Coping with Alzheimer’s as a Caregiver
Alzheimer’s is a cruel disease. Sometimes called “The Long Goodbye,”, it can turn your life upside down for years.
It robs your loved one of their memory . It can rob you of your peace of mind.
But there is hope. Although there is no current cure for the disease, you can learn how to cope with the disease…and regain your peace of mind…once you’ve learned the steps smart Alzheimer’s caregivers use.
If you or your loved one has recently been diagnosed with Alzheimer’s disease, you likely have lots of questions, such as:
- What is Alzheimer’s disease?
- What future needs will my loved one have?
- How do I deal with what lies ahead?
The place to start is getting information on the care needed for someone with Alzheimer’s. Perhaps that’s your spouse, or your parent, or another person close to you. Or you may even be concerned about Alzheimer’s for yourself.
As you or your loved one goes through the through the stages of the disease, your concerns will change. As a caregiver, your role will change, too.

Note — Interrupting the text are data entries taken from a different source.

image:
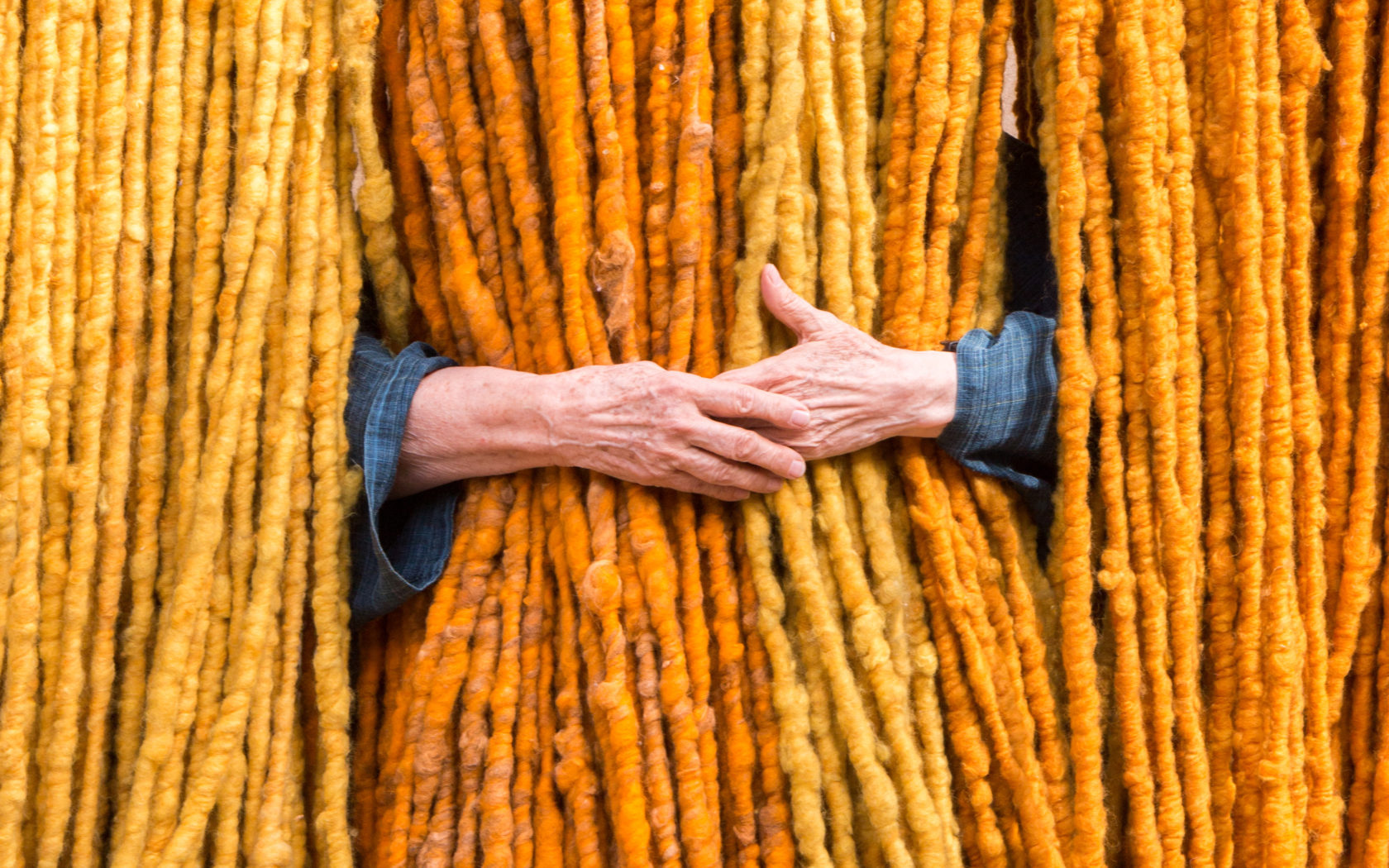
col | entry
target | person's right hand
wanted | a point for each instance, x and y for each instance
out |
(653, 427)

In the early stages, you may have questions about whether your loved one can continue to drive. Or perhaps you are concerned about how to get your or their affairs in order.
As the dementia progresses, you may have questions about caregiving techniques, medical issues, and what the best living arrangement is.

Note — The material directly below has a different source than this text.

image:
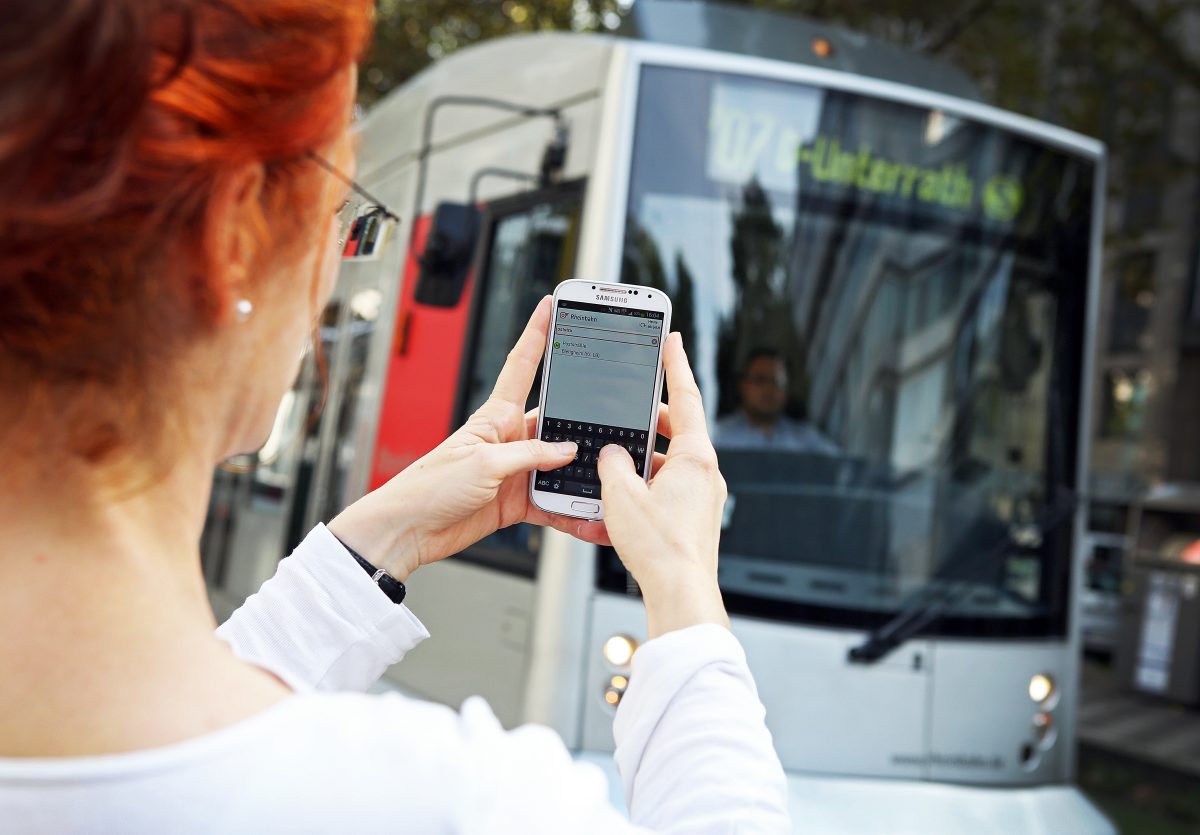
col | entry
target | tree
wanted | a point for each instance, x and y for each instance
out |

Late stage Alzheimer’s bring new questions as you try to contribute to your loved one’s quality of life, even as that becomes more difficult to do.
Often families need help with a variety of concerns, such as:
- Symptoms of Alzheimer’s disease; depression and other medical issues
- Caregivers’ emotions and family involvement
- Driving and other safety issues
- Practical tips for activities of daily living
- Advice about adult day centers, in-home care, assisted living facilities, hospice, and nursing homes
- Resources for additional information, assistance, and support groups
- Medicaid and how to cover the cost of your loved one’s care
Know that even though life’s challenges may be frustrating and frightening, you are not alone.
Others have taken the journey. Their experience and advice will help you as you deal with
caregiving, legal matters, and your own emotions. You may also rediscover your sense of humor and
learn to appreciate the loving times and shared experiences with your loved one and other family
You did not ask for your loved one to have Alzheimer’s disease, but perhaps you can begin to see the
blessings as well as the sadness. As President Ronald Reagan’s son, Ron, said after his father’s death,
“My dad may not always have known what was going on, but he could always feel the love.”